1st Edition

Playboy of the Western World

By J.M Synge Copyright 1990

    First published in 2004. In the stormy years before Ireland at last gained her independence a brilliant revival of Irish drama took place and culminated in the foundation of the Abbey Theatre in 1904. Of those who helped to create it—W.B.Yeats, Lady Gregory, the Fay brothers, and Miss Horniman—it was J.M. Synge as much as anyone who made the new Irish drama the force it quickly became in the theatres of the world. In his plays, as in his rich, tumbling comedy, The Playboy of the Western World, or in the tragedy of classic simplicity, Riders to the Sea, he succeeds more than any other dramatist in miraculously distilling the Irish spirit

    The Playboy of the Western World, Riders to the Sea

    Biography

    John Millington Synge (1871–1909) was probably the greatest of the dramatists associated with the Abbey Theatre, Dublin, during its heyday in the early years of this century. He was born near Dublin, the son of a barrister, and educated at Trinity College, Dublin. He first studied music, in Ireland and in Germany, and then turned to literary criticism in Paris.
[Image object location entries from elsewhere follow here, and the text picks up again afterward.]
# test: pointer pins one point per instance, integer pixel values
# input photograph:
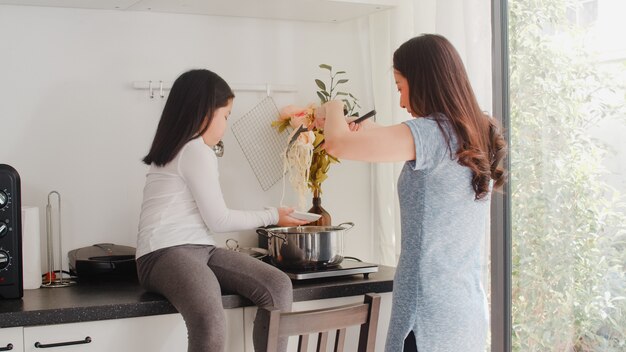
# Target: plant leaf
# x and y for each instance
(328, 67)
(322, 97)
(320, 84)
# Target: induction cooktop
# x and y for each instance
(347, 267)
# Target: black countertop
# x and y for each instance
(90, 301)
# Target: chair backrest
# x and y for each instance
(322, 321)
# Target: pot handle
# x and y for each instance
(350, 226)
(269, 234)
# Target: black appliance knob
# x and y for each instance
(4, 259)
(4, 199)
(4, 229)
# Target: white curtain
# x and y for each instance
(467, 24)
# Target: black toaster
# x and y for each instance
(103, 261)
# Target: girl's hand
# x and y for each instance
(285, 220)
(354, 126)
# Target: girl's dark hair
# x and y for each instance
(438, 85)
(187, 114)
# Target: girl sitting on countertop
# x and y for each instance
(183, 206)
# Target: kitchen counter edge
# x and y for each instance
(117, 300)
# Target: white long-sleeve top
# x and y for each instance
(183, 203)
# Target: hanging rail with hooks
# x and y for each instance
(159, 87)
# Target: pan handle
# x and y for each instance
(350, 226)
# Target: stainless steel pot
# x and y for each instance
(306, 246)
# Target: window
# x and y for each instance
(567, 122)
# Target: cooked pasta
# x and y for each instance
(296, 163)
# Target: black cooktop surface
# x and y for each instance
(347, 267)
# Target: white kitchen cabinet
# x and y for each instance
(352, 334)
(298, 10)
(12, 337)
(153, 333)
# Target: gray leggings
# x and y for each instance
(192, 277)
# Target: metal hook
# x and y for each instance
(60, 282)
(150, 89)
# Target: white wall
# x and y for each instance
(70, 120)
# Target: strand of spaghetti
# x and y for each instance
(297, 164)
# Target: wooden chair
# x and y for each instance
(322, 321)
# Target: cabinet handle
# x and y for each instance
(59, 344)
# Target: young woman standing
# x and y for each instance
(452, 152)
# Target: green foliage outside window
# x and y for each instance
(569, 226)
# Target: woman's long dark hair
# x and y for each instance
(438, 85)
(187, 114)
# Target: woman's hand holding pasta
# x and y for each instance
(285, 220)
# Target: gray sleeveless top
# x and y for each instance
(437, 292)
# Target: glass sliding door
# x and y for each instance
(567, 76)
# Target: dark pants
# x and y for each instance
(410, 343)
(192, 277)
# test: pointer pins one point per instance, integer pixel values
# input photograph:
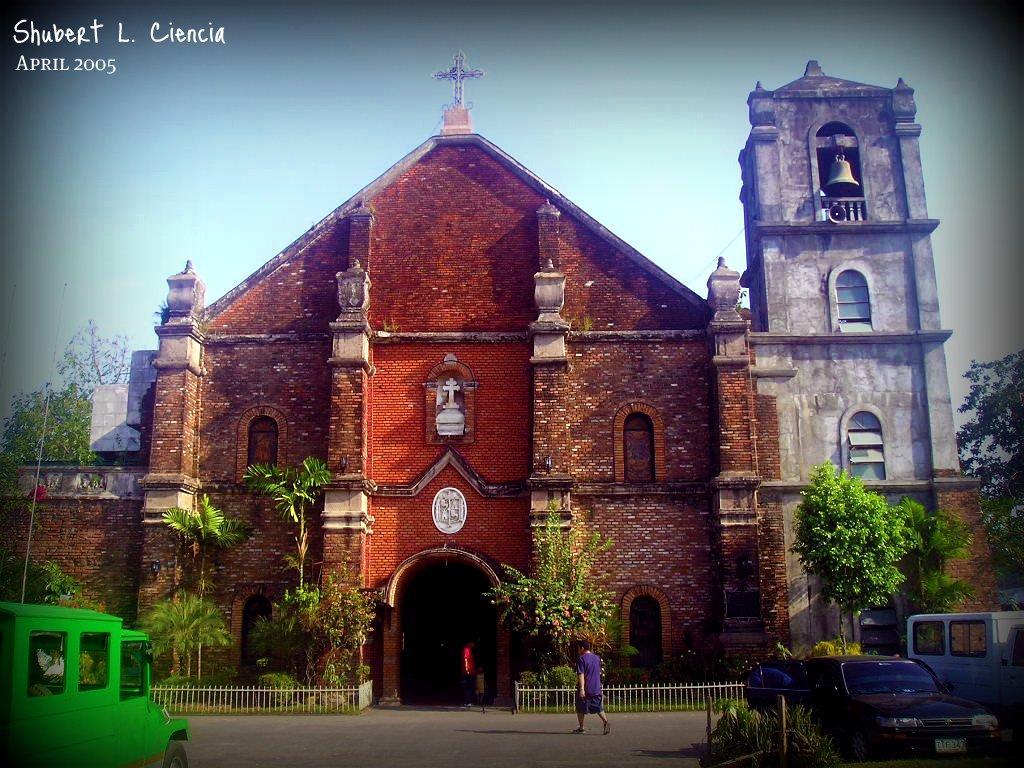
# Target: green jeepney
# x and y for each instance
(75, 691)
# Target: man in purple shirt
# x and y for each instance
(589, 693)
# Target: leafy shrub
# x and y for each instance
(627, 676)
(529, 680)
(834, 647)
(560, 677)
(809, 747)
(278, 680)
(741, 731)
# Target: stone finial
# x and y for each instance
(185, 294)
(457, 121)
(904, 108)
(723, 291)
(360, 211)
(548, 210)
(353, 291)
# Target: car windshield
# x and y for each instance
(888, 677)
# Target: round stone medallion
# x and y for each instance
(450, 510)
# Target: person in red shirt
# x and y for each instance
(468, 673)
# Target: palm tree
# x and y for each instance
(204, 528)
(293, 489)
(183, 625)
(201, 529)
(935, 539)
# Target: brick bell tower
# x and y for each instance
(846, 328)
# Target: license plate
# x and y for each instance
(949, 745)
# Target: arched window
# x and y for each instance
(638, 444)
(645, 631)
(852, 301)
(867, 459)
(256, 607)
(262, 440)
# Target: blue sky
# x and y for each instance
(224, 154)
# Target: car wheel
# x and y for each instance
(174, 756)
(859, 749)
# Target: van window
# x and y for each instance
(968, 639)
(93, 660)
(46, 663)
(1018, 657)
(929, 639)
(131, 670)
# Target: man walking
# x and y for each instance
(468, 673)
(589, 692)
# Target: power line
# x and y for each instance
(42, 442)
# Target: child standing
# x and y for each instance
(481, 687)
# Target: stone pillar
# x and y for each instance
(763, 144)
(551, 480)
(346, 519)
(173, 476)
(747, 538)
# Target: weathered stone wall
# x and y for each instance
(90, 524)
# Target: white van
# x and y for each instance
(979, 655)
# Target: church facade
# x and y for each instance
(468, 350)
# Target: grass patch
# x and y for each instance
(939, 763)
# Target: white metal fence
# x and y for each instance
(232, 699)
(629, 697)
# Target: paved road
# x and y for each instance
(406, 737)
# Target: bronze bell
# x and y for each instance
(841, 173)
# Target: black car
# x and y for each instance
(878, 704)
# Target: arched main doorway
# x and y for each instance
(441, 606)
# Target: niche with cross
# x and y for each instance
(450, 401)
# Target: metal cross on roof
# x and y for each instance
(457, 74)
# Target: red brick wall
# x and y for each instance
(496, 527)
(455, 248)
(293, 378)
(96, 541)
(500, 451)
(660, 541)
(976, 568)
(670, 376)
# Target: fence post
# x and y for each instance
(783, 745)
(708, 731)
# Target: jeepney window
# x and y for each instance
(1018, 657)
(46, 663)
(132, 664)
(968, 639)
(929, 639)
(93, 660)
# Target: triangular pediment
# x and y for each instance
(503, 271)
(452, 458)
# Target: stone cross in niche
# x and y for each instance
(450, 388)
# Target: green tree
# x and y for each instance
(317, 631)
(182, 626)
(851, 539)
(202, 530)
(991, 441)
(933, 540)
(294, 489)
(565, 599)
(67, 417)
(1004, 521)
(91, 359)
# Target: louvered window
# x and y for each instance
(867, 459)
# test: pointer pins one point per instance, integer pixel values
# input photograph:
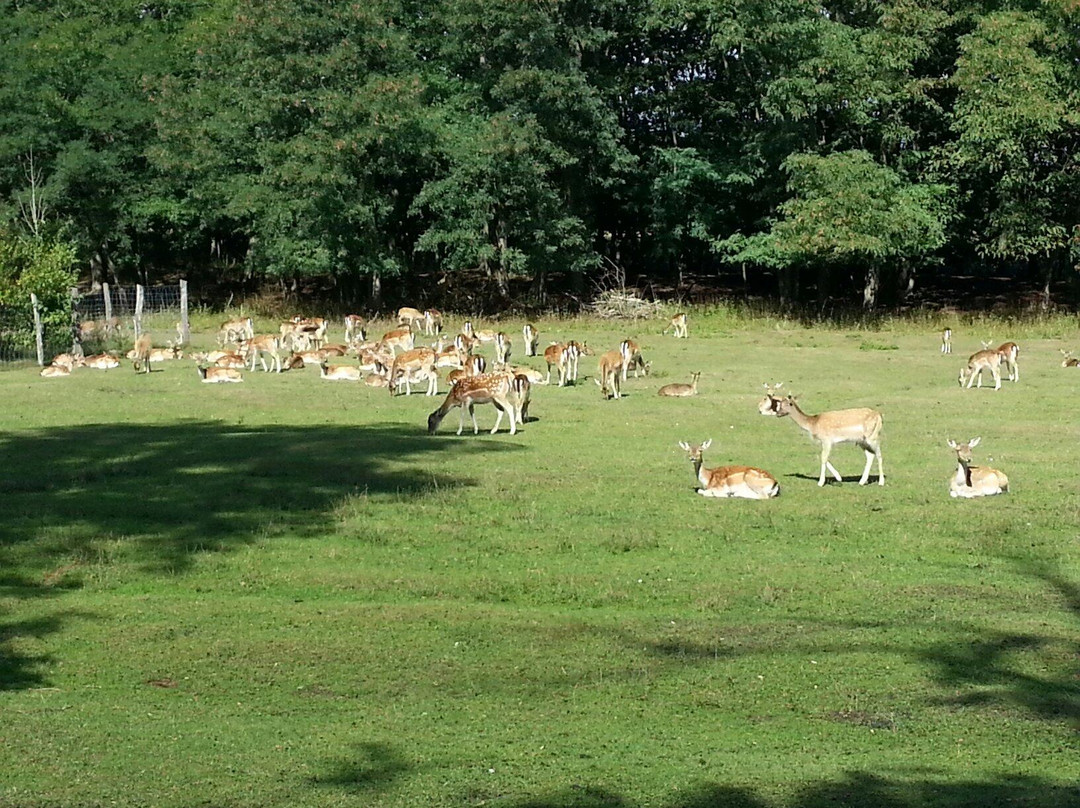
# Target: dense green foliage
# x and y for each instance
(285, 593)
(502, 140)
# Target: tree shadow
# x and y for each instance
(163, 494)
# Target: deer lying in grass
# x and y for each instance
(679, 390)
(743, 482)
(974, 481)
(861, 427)
(218, 375)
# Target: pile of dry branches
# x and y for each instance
(623, 305)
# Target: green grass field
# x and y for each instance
(286, 593)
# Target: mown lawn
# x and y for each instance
(286, 593)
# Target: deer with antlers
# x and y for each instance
(489, 388)
(974, 481)
(861, 426)
(742, 482)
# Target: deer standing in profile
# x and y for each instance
(861, 427)
(677, 324)
(988, 359)
(974, 481)
(742, 482)
(144, 346)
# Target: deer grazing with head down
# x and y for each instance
(489, 388)
(743, 482)
(861, 426)
(974, 481)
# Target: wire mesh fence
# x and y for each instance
(104, 320)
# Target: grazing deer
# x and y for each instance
(742, 482)
(680, 391)
(531, 338)
(502, 348)
(235, 331)
(632, 358)
(397, 338)
(609, 367)
(258, 348)
(218, 375)
(1010, 351)
(491, 388)
(861, 427)
(355, 327)
(985, 360)
(974, 481)
(412, 318)
(143, 349)
(432, 322)
(338, 373)
(678, 324)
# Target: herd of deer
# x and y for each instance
(395, 362)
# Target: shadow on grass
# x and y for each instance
(855, 790)
(373, 767)
(158, 495)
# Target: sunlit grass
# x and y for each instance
(285, 592)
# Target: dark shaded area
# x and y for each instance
(170, 492)
(372, 766)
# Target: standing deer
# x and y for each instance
(531, 339)
(743, 482)
(974, 481)
(678, 324)
(988, 359)
(861, 427)
(610, 365)
(490, 388)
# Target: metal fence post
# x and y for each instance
(138, 309)
(185, 325)
(39, 336)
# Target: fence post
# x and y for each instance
(138, 309)
(76, 334)
(108, 306)
(185, 326)
(39, 336)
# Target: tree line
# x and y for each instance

There he was discovered by W.B.Yeats, who persuaded him to write about Ireland and take part in the ‘Celtic renaissance’ movement. By living amongst the fishermen of the Aran Islands, and in other parts of Ireland, he absorbed Irish folklore, and gave it dramatic form and a rich verbal expression. The Playboy of the Western World and Riders to the Sea are his best-known plays, the first a three-act comedy of Irish character, the second a tragedy in one act. When the Playboy was first produced in Dublin it caused an uproar and the police had to be called in more than once. Patriots considered it ‘a slander on the fair name of Ireland’. But Synge was too truthful a dramatist to care about national feelings. His plays were drawn from life, and his own poetic imagination.